Expected To Do The Right Thing – Part 1
Decades ago, in a former employer of mine, a co-worker came in to work, and let it be known that she had been diagnosed with “strep throat.” Simply put, it is a very contagious bacterial infection involving the throat, easily confirmed and diagnosed. It is also easily treated with antibiotics.
I mentioned that it is highly contagious. You can contract it by being sneezed or coughed on, or by touching a surface that has been sneezed or coughed on by someone who has strep throat.
Like I said, it is easily treatable under most circumstances.
But what happens if you happen to be someone with a compromised immune system? I have mentioned many times, that I am asplenic, I have no spleen. My spleen was removed as part of my diagnostics for Hodgkin’s Lymphoma. What this has left me with, is not just a condition of increased susceptibility, but an increased risk of complications, up to and including death. This situation exists for me with all kinds of viruses and bacteria including chicken pox, the flu, and yes, Covid19.
Upon learning that my co-worker had strep throat, I approached my concern about my exposure as we worked in a small enclosed office. He said, “well what do you want me to do about it?”
Here is what should have been done, often referred to as the right thing, she would have stayed home during her contagious period. But now she was at work, possibly contaminating the entire workforce. Instead, I was not faced with the decision of using my own sick time, to go home, so as not to expose myself to the risk. Oh, except I would not be allowed to use sick time, as I was not officially sick. Forced instead to use up personal time. She was sick, yet I was the one affected.
Let’s look at it from the employer point of view. Would it have been better for the employee to have called out sick from work leaving the workforce only short one person? Or should the employee be praised for coming in no matter how crappy she felt, but now the potential for multiple employees contracting strep, resulting in many employees out sick, leaving a huge work shortage to make up for?

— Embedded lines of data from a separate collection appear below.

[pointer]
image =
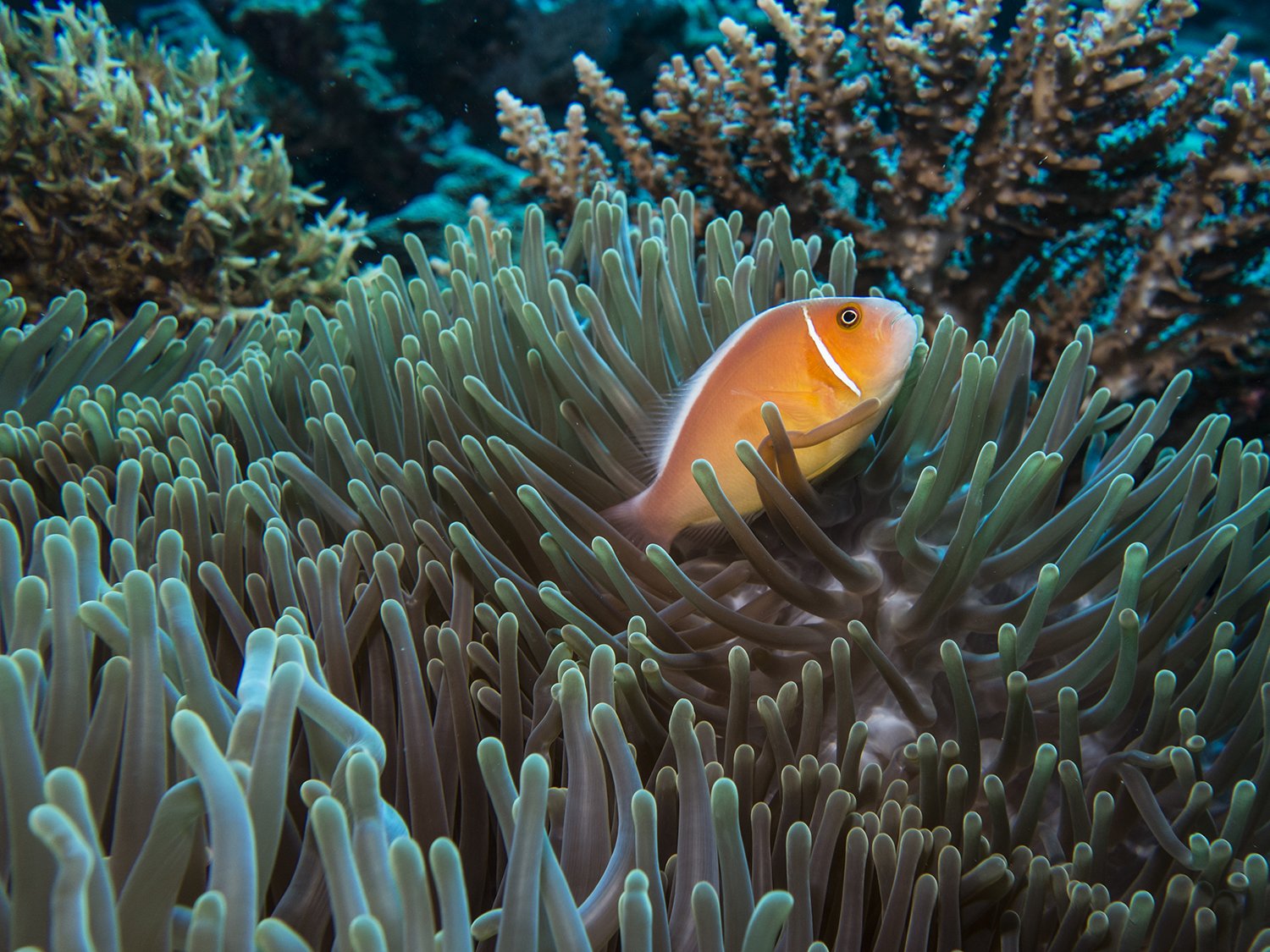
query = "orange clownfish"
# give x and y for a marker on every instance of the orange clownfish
(815, 360)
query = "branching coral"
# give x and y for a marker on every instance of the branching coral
(1079, 172)
(1000, 680)
(124, 169)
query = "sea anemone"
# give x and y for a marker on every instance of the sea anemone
(996, 682)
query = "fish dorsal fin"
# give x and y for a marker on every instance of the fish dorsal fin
(665, 423)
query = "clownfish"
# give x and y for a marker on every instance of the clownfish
(815, 360)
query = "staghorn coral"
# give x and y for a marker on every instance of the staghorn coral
(124, 169)
(1079, 172)
(1001, 680)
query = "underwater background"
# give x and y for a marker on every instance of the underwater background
(332, 332)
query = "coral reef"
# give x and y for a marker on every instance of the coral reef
(126, 169)
(1079, 170)
(376, 96)
(325, 642)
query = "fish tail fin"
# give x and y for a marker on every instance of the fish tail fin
(638, 522)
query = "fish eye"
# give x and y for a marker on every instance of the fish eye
(848, 316)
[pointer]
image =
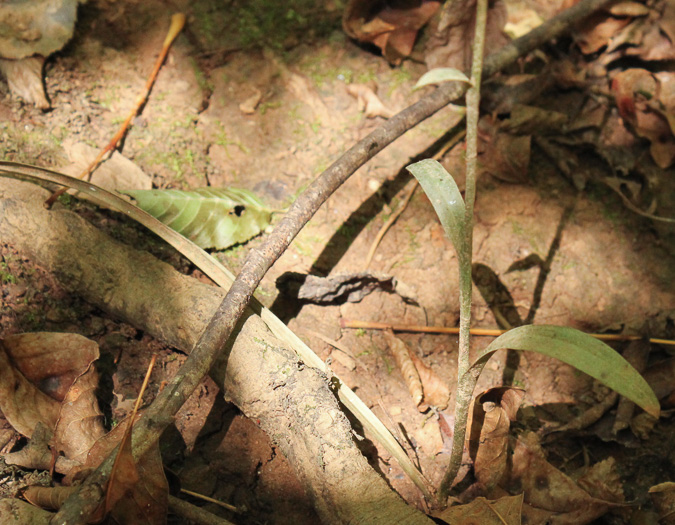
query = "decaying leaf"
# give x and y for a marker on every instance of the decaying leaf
(391, 28)
(116, 173)
(50, 361)
(17, 512)
(450, 42)
(368, 101)
(503, 511)
(436, 391)
(492, 415)
(210, 217)
(337, 289)
(402, 357)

Let’s look at the employee’s point of view? She was an adult, so she knew that she had a contagious illness. She also was lucky enough to have an employer that offered sick pay, so that was not incentive to come into work.
And finally, my point of view. I was now in the position of having to leave work myself, AND I WAS THE ONE THAT WAS NOT SICK! I am now being looked at as a pain in the ass and instigator. I was just expected to suck it up and shut up. While she was likely not to have any issue with getting over her strep, if I contracted it, I faced huge risks.
This post is relevant. I am doing it in two parts, normally when I do this it is because they are so long, or has multiple things discussed. But I am writing this in two parts intentionally. The next part you will see why.
But based on so far, given today’s attitude either in the some of the government in regard to safety precautions to dealing with the Covid19 pandemic, or the opinions of some of the public, if we are expecting the public to do the right thing, in the above situation, what was the right thing to do? And why?